I didn't know potato soup could be elevated to such a high place. This version is without a doubt the most flavorful, complex, restaurant quality one that I've made. It does require a few extra steps, such as roasting the potato and leeks in the oven before pureeing and finishing it off, but trust me, it's simple and well worth it. It does take some time though, so make sure you start dinner at least an hour before you want to serve. Then, as the potatoes are roasting measure out all the other ingredients so they are ready to go when you are. I don't know about you but I hate having to stop and grate 1/4 cup of cheese while my soup is bubbling away waiting for me to hurry up already.

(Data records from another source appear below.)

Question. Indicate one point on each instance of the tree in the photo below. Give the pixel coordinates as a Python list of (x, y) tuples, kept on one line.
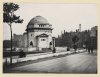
[(75, 39), (9, 17)]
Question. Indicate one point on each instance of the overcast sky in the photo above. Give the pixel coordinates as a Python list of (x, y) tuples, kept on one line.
[(62, 17)]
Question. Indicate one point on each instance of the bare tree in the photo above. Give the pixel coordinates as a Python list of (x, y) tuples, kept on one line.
[(9, 17)]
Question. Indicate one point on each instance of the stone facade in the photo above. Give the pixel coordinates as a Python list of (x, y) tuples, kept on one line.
[(38, 34)]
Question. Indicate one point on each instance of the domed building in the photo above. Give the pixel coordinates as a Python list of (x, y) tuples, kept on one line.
[(38, 34)]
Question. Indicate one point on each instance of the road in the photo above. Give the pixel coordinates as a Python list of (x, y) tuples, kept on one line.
[(75, 63)]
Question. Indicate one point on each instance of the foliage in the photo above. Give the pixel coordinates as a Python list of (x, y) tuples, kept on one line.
[(8, 13)]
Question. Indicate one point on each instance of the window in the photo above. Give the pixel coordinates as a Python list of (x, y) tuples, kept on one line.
[(42, 39), (31, 34)]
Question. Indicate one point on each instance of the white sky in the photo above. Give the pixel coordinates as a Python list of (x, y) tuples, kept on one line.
[(62, 17)]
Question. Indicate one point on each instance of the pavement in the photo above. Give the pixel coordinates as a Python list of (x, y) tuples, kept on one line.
[(81, 63), (41, 55)]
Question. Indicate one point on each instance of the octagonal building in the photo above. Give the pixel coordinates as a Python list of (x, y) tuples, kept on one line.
[(38, 33)]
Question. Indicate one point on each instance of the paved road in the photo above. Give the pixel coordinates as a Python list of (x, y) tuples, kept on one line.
[(76, 63)]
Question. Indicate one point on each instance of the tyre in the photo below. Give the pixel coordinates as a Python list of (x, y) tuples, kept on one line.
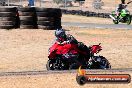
[(28, 27), (7, 18), (26, 9), (27, 18), (26, 13), (56, 12), (42, 9), (103, 62), (73, 66), (45, 23), (46, 27), (43, 14), (7, 23), (6, 27), (45, 18), (50, 65), (8, 14), (8, 9), (81, 80)]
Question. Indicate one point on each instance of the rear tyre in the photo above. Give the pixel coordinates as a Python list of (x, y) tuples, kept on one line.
[(128, 20), (81, 80)]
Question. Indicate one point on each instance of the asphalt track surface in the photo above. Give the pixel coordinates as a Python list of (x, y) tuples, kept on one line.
[(45, 72), (93, 25), (81, 25)]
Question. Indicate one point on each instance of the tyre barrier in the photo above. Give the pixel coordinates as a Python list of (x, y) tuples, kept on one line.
[(30, 18), (8, 18), (27, 17)]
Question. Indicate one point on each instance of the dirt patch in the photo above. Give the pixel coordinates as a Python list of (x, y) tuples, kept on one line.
[(66, 80), (25, 50), (83, 19)]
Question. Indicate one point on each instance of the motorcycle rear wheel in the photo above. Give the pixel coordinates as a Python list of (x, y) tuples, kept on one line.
[(50, 65), (115, 21), (81, 80), (128, 20)]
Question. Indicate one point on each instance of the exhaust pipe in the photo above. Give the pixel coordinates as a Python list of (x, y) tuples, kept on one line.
[(112, 17)]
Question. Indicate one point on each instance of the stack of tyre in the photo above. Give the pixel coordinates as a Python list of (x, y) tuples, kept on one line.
[(48, 18), (8, 17), (27, 17)]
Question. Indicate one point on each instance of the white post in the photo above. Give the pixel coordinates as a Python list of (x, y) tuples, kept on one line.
[(8, 2), (65, 4)]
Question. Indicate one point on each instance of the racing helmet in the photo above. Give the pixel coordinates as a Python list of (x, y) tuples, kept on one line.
[(60, 33)]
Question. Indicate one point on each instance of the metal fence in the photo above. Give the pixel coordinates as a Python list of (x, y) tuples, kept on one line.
[(87, 5)]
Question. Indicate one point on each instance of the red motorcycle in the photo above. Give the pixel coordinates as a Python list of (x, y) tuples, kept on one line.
[(59, 58)]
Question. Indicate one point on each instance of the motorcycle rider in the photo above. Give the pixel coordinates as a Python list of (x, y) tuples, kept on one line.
[(122, 6), (63, 38)]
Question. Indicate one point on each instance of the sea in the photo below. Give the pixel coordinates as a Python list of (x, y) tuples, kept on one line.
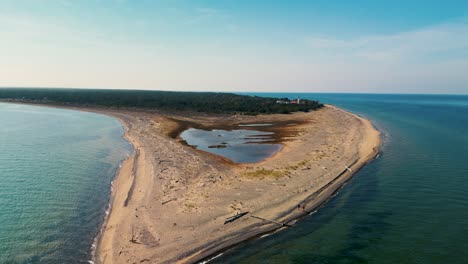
[(409, 205), (56, 168)]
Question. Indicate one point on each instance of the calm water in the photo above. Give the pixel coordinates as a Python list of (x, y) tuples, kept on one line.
[(240, 145), (55, 172), (408, 206)]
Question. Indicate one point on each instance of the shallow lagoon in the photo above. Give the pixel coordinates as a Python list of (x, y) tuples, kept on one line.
[(240, 146)]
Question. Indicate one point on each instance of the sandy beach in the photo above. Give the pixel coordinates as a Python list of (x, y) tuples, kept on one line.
[(169, 201)]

You can also make the optional fried shallots to garnish while the potatoes are roasting. If you prepare ahead of time, you can be done in just over an hour from start to finish. Most of that time is to allow the potatoes to cook through.
This soup calls for a strange ingredient as far as potato soup is concerned: arugula. I'm not sure why, other than it adds pretty little green flecks throughout, that people will probably mistake for leeks. It does look gorgeous, while adding to the nutritional value so I always use it. You can't taste it at all, and like I said, people will take them for leeks so if you need to sneak some veggies into certain people in your family this is an ingenious way! Win-win!
Roasted Potato Leek Soup
adapted from Barefoot Contessa Back to Basics
serves 6 to 8
2 pounds Yukon Gold potatoes, peeled and cut into 3/4-inch chunks
4 cups chopped leeks, white and light green parts, cleaned of all sand (4 leeks)
1/4 cup good olive oil
Kosher salt and freshly ground pepper
3 cups baby arugula, lightly packed
1/2 cup dry white wine, plus extra for serving
6 to 7 cups chicken stock
3/4 cup heavy cream
8 ounces creme fraiche (or sour cream)
1/4 cup freshly grated parmesan cheese, plus extra for garnish
Crispy shallots, optional, for garnish (recipe to follow)
Preheat the oven to 400 degrees
Combine the potatoes and leeks on a sheet pan in a single layer. Add the olive oil, 1 teaspoon salt, and 1/2 teaspoon pepper and toss to coat the vegetables evenly. Roast for 40 to 45 minutes, turning them with a spatula a few times during cooking, until very tender. Add the arugula and toss to combine. Roast for 4 to 5 more minutes, until the arugula is wilted. Remove the pan from the oven and place over two burners. Stir in the wine and 1 cup of the chicken stock and cook over low heat, scraping up any crispy roasted bits sticking to the pan.
in batches, transfer the roasted vegetables to a food processor (*see note) fitted with the steel blade, adding the pan liquid and about 5 cups of the chicken stock to make a puree. Pour the puree into a large pot or Dutch oven. Continue to puree the vegetables in batches until they're all done and combined in the large pot. Add enough of the remaining 1 to 2 cups of stock to make a thick soup. Add the cream, creme fraiche (or sour cream), 2 teaspoons salt, and 1 teaspoon pepper and check the seasonings.
When ready to serve, reheat the soup gently and whisk in 2 tablespoons white wine and the parmesan cheese. Serve hot with an extra grating of parmesan cheese and crispy shallots, if using.
* be sure to use a food processor to blend the soup. If you use a blender it will cause the potatoes to get gummy. They are fickle things!
1 1/2 cups olive oil or vegetable oil
3 tablespoons unsalted butter
5 to 6 shallots, peeled and sliced into thin rings
Heat the oil and butter in a saucepan over medium-low heat until it reaches 220 degrees on a candy thermometer (or until hot)
Reduce the heat to low, add the shallots, and cook for 30 to 40 minutes, until they are a rich golden brown. the temperature should stay below 260 degrees. Stir the shallots occasionally to make sure they brown evenly. Remove them from the oil with a slotted spoon, drain well, and spread out to cool on paper towels. Once they have fried and crisped, they can be stored at room temperature, covered for several days, if not using right away.
So, the recipe calls for creme fraiche, as you can see, but I have made it both that way and using sour cream to substitute. There is no big difference, so use the sour cream if budget is a concern to you (and who isn't it a concern to?) But, there's no doubt that creme fraiche is special so use that if you are feeling fancy.